Applaus für die Obsthändlerin Merkel die nicht zwischen Äpfel und Birnen unterschieden kann.
Und dann natürlich die Vorratsdatenspeicherung. Weil sie in Frankreich ja existiert und es dadurch zu keinem Anschlag kam -.-
nzuli sana
Entschuldigung, aber "Der Islam" kann sich nicht "vom Terrorismus" distanzieren, denn er ist nicht ein singulares Subjekt.
gerade die sunnitische Praxis ist eine sehr dezentrale Veranstaltung. Jede und jeder kann sprechen und kann Autorität erwerben.
Der Koran und die Hadhiten bieten eine Fülle von Auslegungsmöglichkeiten.
Die Jihadisten sind radikale Vereinseitiger und Vereindeutiger.
Gemeinden und eine gemische Öffentlichkeit in unserer Gesellschaft sollten diese Fehlentwicklung mit direkten Kontakten ansprechen und mehr soziale Sicherheit und Chancengleichheit herstellen.

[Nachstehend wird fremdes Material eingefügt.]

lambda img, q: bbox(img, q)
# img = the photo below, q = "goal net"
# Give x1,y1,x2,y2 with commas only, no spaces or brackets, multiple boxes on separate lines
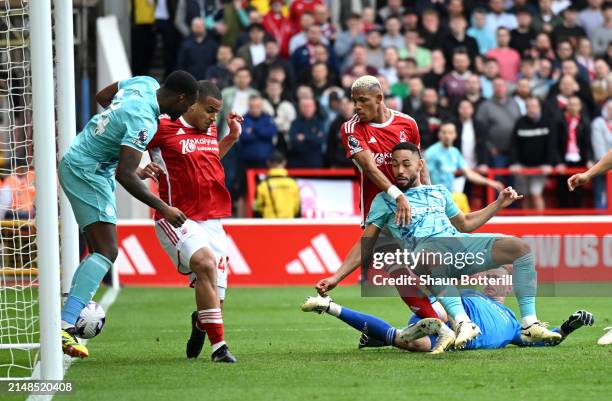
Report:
0,0,40,380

Zu Jihadisten werden genau die Leute, die zwischen den Identitäten leben und scheitern.
Ron Jeremy
Ich finde sie sehr gut: Zurückhaltend, aber klar.
Woanders im Netz, z.B. bei SPON, ist die Ansprache detaillierter wiedergegeben.
Dort heisst es dann u.A.:
"Die Kanzlerin forderte den Islam auf, sein Verhältnis zu islamistischen Extremisten zu klären. Die Frage, warum radikale islamistische Terroristen "ihre Untaten stets mit ihrem Glauben verbinden", müsse durch die "Geistlichkeit des Islam" untersucht werden. Dieser Klärung "könne nicht länger ausgewichen werden".

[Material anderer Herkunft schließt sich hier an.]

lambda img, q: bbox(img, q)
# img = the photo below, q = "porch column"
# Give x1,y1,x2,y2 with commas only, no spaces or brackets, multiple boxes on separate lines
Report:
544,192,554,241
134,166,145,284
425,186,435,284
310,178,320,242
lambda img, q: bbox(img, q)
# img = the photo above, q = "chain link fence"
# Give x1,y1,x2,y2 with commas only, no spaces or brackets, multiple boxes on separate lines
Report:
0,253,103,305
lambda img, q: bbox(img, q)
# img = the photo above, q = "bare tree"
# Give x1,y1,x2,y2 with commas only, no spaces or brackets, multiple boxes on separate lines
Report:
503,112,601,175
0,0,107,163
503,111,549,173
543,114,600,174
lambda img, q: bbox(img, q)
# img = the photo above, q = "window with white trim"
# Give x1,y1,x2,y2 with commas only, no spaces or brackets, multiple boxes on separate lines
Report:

Das ist eine von den vier Augen-Wahrheiten, die man bis jetzt öffentlich gemieden hat. Damit ist jetzt Schluss.
Und gegen eine klare und vor allem transparente Vorratsdatenspeicherung ohne Begehrlichkeiten von Dritten (Rechteverwerter u.A.) ist auch nichts einzuwenden.
KarlM
Was soll das bullshit-bingo?
Die VDS ist kriminalpräventiv unbrauchbar und gegen die "üblichen Verdächtigen" ist es ausreichend die schon üblichen TKÜ-Maßnahmen durchzuhalten!
Ron Jeremy
Es gibt eine Neigung (Sie nehme ich jetzt mal aus), sich einen Unrechts- und Überwachungsstaat herbei zu halluzinieren, um sich so recht als verfolgte Unschuld und den Staat als post- und kryptofaschistisch zu betrachten. Das geht von ganz links bis ganz recht, auch hier im Forum.

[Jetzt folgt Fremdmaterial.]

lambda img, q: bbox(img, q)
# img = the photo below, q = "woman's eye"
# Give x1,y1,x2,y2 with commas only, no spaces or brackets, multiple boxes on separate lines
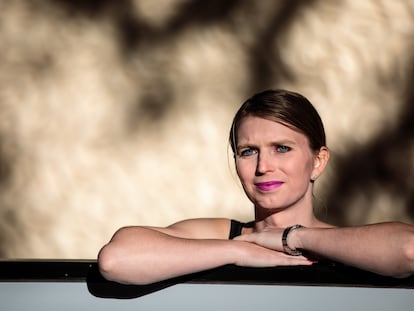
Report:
239,148,256,157
276,145,291,153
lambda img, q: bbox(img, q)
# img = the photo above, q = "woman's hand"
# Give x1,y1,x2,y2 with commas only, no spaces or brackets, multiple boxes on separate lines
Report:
233,227,285,252
231,239,311,267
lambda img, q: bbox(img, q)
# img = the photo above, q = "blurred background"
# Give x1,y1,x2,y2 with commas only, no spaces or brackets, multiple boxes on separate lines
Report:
0,0,413,259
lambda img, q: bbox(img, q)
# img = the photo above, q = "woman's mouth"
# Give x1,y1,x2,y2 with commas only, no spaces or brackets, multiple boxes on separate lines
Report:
254,181,284,191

Das ist intellektuell dürftig und besorgt nur das Geschäft der Demokratieverächter. Ich halte das für mindestens so schädlich wie Islamismus.
Paturuzu
Auf SPON steht folgende Panne der Kanzlerin, die hier nicht erwähnt wird.
http://www.spiegel.de/politik/deutschland/rede-im-bundestag-angela-merkel-erklaert-kampf-gegen-terror-a-1013079.html
"Die Kanzlerin verspricht sich ausgerechnet beim Thema jüdisches Leben in Deutschland. "Antisemitismus ist unsere staatliche und bürgerliche Pflicht", sagt sie, und meint natürlich den Kampf gegen Antisemitismus. "
Was würde Dr. Freud dazu sagen?
KarlM
@Paturuzu Auf ZOn wurde dem im SPOn zitierten Satz redaktionell heftigst widersprochen und im Artikel "ergänzend" zitiert, ohne dies anzumerken!
Ron Jeremy
@Paturuzu Freud würde sich diesmal für nicht zuständig erklären. Das letzte, was Merkel ist, ist eine Antisemitin.
Kraton
@Paturuzu Und was sagen Sie dazu? Dass Frau Merkel antisemitisch agiert? Haben Sie Belege? Wenn nicht, ist das ein dummdreister Kommentar.
NurMalSo
Das Zentrum für Islamische Theologie Münster hat das bereits getan:
"Wenn jemand einen Menschen tötet, so ist es, als hätte er die ganze Menschheit getötet" (Koran 5:32)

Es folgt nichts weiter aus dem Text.